A Cuthean said to him: ‘I killed him.’

‘Bring his body to me,’ he ordered.

He went and and found a snake encircling its neck. So Hadrian, when told of this, exclaimed: ‘If his God had not slain him, who could have overcome him?’

And there was applied to him the verse: ‘Except their rock had given them over.’

There were two brothers in Kefar Haruba, who did not allow any Roman to pass there, because they killed him. They said: ‘The conclusion of the whole matter is that we must take Hadrian’s crown and set it upon our own head.’

They heard that the Romans were coming towards them; and when they set out against them, an old man met them and said: ‘May the Creator be your help against them!’

They retorted: ‘Let him neither help nor discourage us!’

Their sins immediately caused them to be slain. Their heads were brought to Hadrian, who asked: ‘Who killed them?’

A Cuthean replied: ‘I slew him.’

And the emperor ordered him to fetch their bodies.

He went and and found a snake encircling their necks. So Hadrian, when told of this, exclaimed: ‘If their God had not slain them, who could have overcome them?’

And there was applied to him the verse: “Except their rock [Kefar] had given them over.”

Rabbi Jonathan said: ‘The voice is the voice of Jacob,’ the voice of distress caused by the emperor Hadrian, who slew eighty thousand myriads of human beings at Bethar.

They slew the inhabitants until the horses waded in blood up to the nostrils, and the blood rolled along stones (with the size of 284 liters) and flowed into the sea, staining it for a distance of six kilometers. (In case you think that Bethar is close to the sea: was it not in fact sixty kilometers distant from it?)

Now Hadrian possessed a large vineyard 46 kilometers square, as far as from Tiberias to Sepphoris, and they surrounded it with a fence consisting of the slain of Bethar. And it was decreed that they should not be buried, until a certain emperor arose and ordered their interment.

Rabbi Huna said: ‘On the day when the slain of Bethar were allowed burial, the benediction, ‘Who is kind and deals kindly,’ was instituted: ‘Who is kind,’ because the bodies did not putrify, ‘and deals kindly,’ because they were allowed burial.

Rabbi Johanan said: ‘The brains of three hundred children were dashed upon one stone, and three hundred baskets of capsules of phylacteries were found in Bethar, each capsule having a capacity of 2130 liters.’

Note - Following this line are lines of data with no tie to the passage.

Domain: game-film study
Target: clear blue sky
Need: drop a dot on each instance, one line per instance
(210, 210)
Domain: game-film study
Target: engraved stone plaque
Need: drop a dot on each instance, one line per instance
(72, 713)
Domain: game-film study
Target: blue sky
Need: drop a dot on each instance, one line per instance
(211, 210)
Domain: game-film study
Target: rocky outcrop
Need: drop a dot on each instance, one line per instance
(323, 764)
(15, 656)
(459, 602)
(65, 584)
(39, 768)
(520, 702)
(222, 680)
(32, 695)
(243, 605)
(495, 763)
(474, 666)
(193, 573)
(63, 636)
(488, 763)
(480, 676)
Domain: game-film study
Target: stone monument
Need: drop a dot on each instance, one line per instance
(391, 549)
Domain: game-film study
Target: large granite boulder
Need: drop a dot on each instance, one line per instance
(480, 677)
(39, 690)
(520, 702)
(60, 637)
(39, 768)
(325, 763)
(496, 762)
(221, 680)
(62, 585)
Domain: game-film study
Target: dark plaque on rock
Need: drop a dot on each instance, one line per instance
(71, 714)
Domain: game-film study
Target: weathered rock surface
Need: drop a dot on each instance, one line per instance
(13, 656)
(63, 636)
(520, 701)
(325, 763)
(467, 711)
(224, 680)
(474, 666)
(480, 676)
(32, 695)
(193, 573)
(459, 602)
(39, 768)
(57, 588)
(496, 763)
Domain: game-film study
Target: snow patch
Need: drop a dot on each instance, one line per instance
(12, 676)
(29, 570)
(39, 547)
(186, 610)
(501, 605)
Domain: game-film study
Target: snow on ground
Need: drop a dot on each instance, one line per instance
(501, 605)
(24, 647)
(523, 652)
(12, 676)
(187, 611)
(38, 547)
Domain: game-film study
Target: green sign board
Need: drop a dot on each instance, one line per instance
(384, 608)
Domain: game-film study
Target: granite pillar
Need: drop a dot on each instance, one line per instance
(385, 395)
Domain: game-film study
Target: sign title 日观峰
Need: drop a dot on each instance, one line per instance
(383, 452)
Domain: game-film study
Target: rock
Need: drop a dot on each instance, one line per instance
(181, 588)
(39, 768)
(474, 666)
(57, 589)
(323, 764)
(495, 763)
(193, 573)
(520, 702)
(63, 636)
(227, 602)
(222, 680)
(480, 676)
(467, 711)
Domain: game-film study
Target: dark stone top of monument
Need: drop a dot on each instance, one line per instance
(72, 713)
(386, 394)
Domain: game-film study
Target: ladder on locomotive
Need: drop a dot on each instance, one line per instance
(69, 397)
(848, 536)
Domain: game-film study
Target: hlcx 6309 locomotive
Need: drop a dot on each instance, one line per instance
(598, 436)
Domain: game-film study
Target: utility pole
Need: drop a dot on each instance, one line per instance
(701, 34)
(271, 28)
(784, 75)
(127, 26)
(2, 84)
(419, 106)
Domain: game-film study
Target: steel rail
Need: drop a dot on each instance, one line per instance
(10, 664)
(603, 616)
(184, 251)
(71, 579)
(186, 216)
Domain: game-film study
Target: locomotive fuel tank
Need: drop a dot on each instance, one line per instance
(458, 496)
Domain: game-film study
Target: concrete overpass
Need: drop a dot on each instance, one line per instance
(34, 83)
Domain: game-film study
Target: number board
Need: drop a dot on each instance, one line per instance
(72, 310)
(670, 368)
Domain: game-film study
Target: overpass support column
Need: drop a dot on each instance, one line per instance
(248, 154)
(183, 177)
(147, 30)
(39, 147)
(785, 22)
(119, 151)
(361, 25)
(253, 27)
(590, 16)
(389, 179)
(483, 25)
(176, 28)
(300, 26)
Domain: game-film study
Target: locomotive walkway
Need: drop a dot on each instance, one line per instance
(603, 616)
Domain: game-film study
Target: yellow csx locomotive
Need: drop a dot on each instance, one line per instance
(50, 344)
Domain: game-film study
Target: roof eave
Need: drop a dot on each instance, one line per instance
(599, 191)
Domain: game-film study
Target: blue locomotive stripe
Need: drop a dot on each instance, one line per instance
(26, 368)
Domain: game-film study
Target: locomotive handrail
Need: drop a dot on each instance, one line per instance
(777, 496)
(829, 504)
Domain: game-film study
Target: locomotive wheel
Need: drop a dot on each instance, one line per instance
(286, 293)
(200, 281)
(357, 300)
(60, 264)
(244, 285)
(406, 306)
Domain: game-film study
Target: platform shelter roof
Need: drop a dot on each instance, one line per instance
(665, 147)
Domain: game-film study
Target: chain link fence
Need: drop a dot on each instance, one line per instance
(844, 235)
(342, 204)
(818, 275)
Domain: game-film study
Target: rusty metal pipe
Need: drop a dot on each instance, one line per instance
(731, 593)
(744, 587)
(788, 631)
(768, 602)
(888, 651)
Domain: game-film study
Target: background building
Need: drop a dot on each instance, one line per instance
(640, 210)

Rabbi Gamaliel said: ‘There were five hundred schools in Bethar, and the smallest of them had no less than three hundred children. They used to say: “If the enemy comes against us, with these styluses we will go out and stab them.” When, however, the people’s sins did cause the enemy to come, they enwrapped each pupil in his book and burnt him, so that I alone was left.’ He affected to himself the verse, ‘My eye affects my soul, because of all the daughters of my city.’